When I first began writing, I remember being told to start with the victim.  The author must know who died - of course - but knowing who the victim was, what his life was like, what his influences were, what his values were and so on makes the story unfold for the author (and ultimately for the reader as well).

It's easy to forget this advice since the victim will most likely not be an "active" part of the story.  You won't likely give the victim much dialogue.  There aren't likely to be many descriptions of him going about his day, going to work, interacting with others.  (Keep in mind that in North American mysteries the dead body usually turns up within the first few pages).

In Frisky Business, book four of the Sasha series, I have two victims, both female.  Right from the get-go, I've had a solid background of Victim #1.  Because of this, it's pretty easy to figure out (and write) who killed her and why.  I have a good understanding of what made her tick.  Knowing her well tells me who will be in her life, with whom she would have interacted, and so on; thus I have a pool of characters that my sleuth can turn to during the investigation. 

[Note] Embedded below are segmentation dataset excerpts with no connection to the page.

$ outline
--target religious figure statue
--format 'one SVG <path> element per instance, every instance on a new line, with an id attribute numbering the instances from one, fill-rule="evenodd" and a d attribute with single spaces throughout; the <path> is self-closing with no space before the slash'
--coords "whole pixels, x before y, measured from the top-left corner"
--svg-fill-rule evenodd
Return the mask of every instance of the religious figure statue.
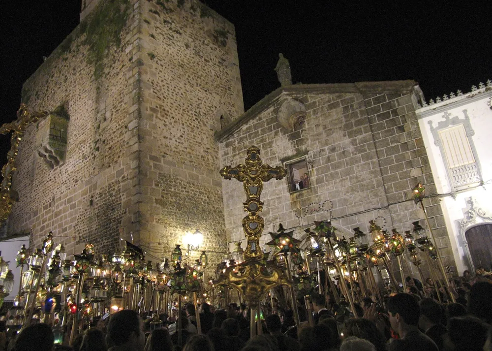
<path id="1" fill-rule="evenodd" d="M 289 60 L 284 58 L 281 53 L 278 54 L 278 62 L 275 67 L 275 71 L 277 72 L 277 77 L 281 87 L 292 85 L 292 76 L 290 73 L 290 64 L 289 64 Z"/>

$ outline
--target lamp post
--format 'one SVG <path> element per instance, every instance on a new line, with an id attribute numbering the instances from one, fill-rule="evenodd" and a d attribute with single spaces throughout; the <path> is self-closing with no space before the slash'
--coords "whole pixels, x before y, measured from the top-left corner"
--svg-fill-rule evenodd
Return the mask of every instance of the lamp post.
<path id="1" fill-rule="evenodd" d="M 435 248 L 435 252 L 437 255 L 437 264 L 441 270 L 441 273 L 442 275 L 443 279 L 444 280 L 444 283 L 446 284 L 446 286 L 448 288 L 448 291 L 449 292 L 449 295 L 450 297 L 451 298 L 451 301 L 453 301 L 453 303 L 456 303 L 456 299 L 455 298 L 454 295 L 453 295 L 453 293 L 451 292 L 451 286 L 449 284 L 449 279 L 448 278 L 448 275 L 446 274 L 446 271 L 444 270 L 444 266 L 442 264 L 442 260 L 441 258 L 441 255 L 439 252 L 439 250 L 437 249 L 437 246 L 436 245 L 435 238 L 434 237 L 434 233 L 432 233 L 432 227 L 430 226 L 430 223 L 429 222 L 429 218 L 427 215 L 427 211 L 426 211 L 425 206 L 424 206 L 424 198 L 425 197 L 425 187 L 419 183 L 415 186 L 415 187 L 412 190 L 413 192 L 414 202 L 415 202 L 415 204 L 420 203 L 420 206 L 422 208 L 422 210 L 424 211 L 424 215 L 425 216 L 426 222 L 427 223 L 427 226 L 429 228 L 429 232 L 430 233 L 430 239 L 431 240 L 431 242 Z"/>

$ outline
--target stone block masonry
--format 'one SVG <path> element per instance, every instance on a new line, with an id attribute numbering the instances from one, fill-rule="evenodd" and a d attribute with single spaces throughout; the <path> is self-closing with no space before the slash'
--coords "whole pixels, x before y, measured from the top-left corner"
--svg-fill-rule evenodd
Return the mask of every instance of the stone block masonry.
<path id="1" fill-rule="evenodd" d="M 7 235 L 30 232 L 38 246 L 52 230 L 70 254 L 90 241 L 111 252 L 131 232 L 160 259 L 198 228 L 218 262 L 226 241 L 214 132 L 221 114 L 244 112 L 234 27 L 196 0 L 84 3 L 80 25 L 23 92 L 31 110 L 65 103 L 65 163 L 41 161 L 30 127 Z"/>
<path id="2" fill-rule="evenodd" d="M 432 193 L 435 187 L 420 142 L 412 99 L 414 85 L 404 81 L 283 87 L 252 108 L 254 113 L 245 114 L 233 128 L 217 134 L 224 165 L 243 163 L 252 145 L 271 165 L 303 156 L 309 161 L 310 189 L 291 193 L 286 179 L 264 184 L 262 244 L 269 240 L 268 231 L 276 230 L 280 223 L 295 228 L 302 238 L 306 225 L 330 217 L 337 219 L 333 223 L 340 228 L 338 235 L 346 237 L 353 235 L 356 226 L 369 234 L 368 222 L 374 219 L 402 234 L 412 227 L 412 222 L 420 220 L 425 225 L 424 214 L 410 200 L 411 189 L 421 182 Z M 287 99 L 306 106 L 305 123 L 295 130 L 277 121 L 278 108 Z M 222 190 L 228 240 L 242 240 L 242 186 L 224 181 Z M 326 200 L 333 204 L 330 213 L 296 217 L 298 209 Z M 439 206 L 432 207 L 430 215 L 446 263 L 452 267 L 453 255 L 445 250 L 449 247 L 445 227 L 435 220 L 442 217 Z M 416 270 L 413 273 L 416 276 Z"/>

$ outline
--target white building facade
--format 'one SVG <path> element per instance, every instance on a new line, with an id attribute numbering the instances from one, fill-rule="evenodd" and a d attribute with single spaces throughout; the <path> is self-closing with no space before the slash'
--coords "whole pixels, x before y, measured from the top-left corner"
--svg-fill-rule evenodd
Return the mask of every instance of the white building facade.
<path id="1" fill-rule="evenodd" d="M 492 82 L 416 110 L 457 273 L 492 268 Z"/>

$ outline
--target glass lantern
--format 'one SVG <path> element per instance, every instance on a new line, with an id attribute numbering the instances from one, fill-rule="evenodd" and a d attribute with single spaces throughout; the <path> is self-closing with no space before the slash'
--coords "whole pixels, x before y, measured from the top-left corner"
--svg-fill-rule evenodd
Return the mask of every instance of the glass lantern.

But Victim #2 is another story... I keep getting stuck on this one.  Everything I've written ends up being deleted a couple of days later.  It finally occurs to me that I need to figure out more of her background.  My gut tells me that once I do that, the rest will fall into place.  
When I know who the victim is, I'll know what else I need in order to write the story.

1 comment:

  1. In my mysteries the victims usually have some early-story interaction with the protagonist. As such, they have built in backstory and character development.